On the far-right, we find numerous religious-nationalist actors raging against the West and pressuring President Aleksandar Vucic to expand ties with Russia, reverse the country’s path to the EU and partnership with NATO, and take assertive action to protect the Serbian community in Kosovo.
Liberal forces, smaller by comparison, advocate for Serbia’s immediate alignment with EU foreign policy and rejection of domestic policies demanded by conservative and far-right groups. So, it is no surprise that Serbia’s media ecosystem is no less polarized, if not toxic.

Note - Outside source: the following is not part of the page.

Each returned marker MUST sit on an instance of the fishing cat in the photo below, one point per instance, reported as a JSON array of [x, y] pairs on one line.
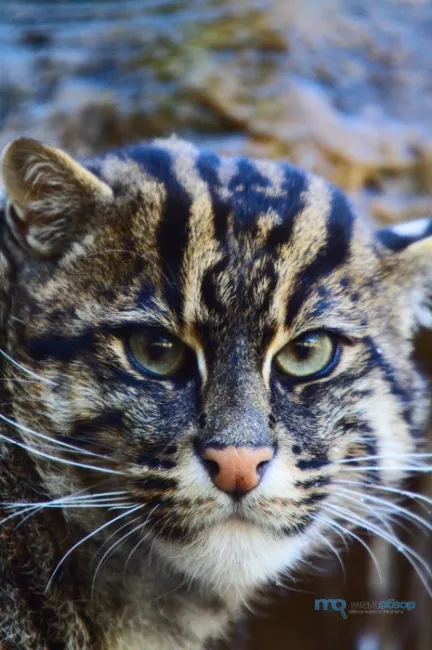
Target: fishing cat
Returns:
[[207, 377]]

On one side stand pro-government tabloids and broadcasters, who routinely depict Vucic as the bulwark against liberal meddling and play to nationalist, socially conservative, and pro-Russian audiences. These outlets often overcompensate to protect Vucic’s “right flank,” working to help his ruling party prevent defections of nationalist voters to far-right parties that oppose any accommodation with the West. Many of these organizations have been penetrated or suborned by Russian or Russian-backed funding.
On the other side are the corporation United Media’s outlets: N1, Nova, and Danas. They are often labeled “independent,” yet their editorial line is less about independence than opposition. Their journalism frequently defaults to criticizing Vucic in ways that mirror partisan attack politics.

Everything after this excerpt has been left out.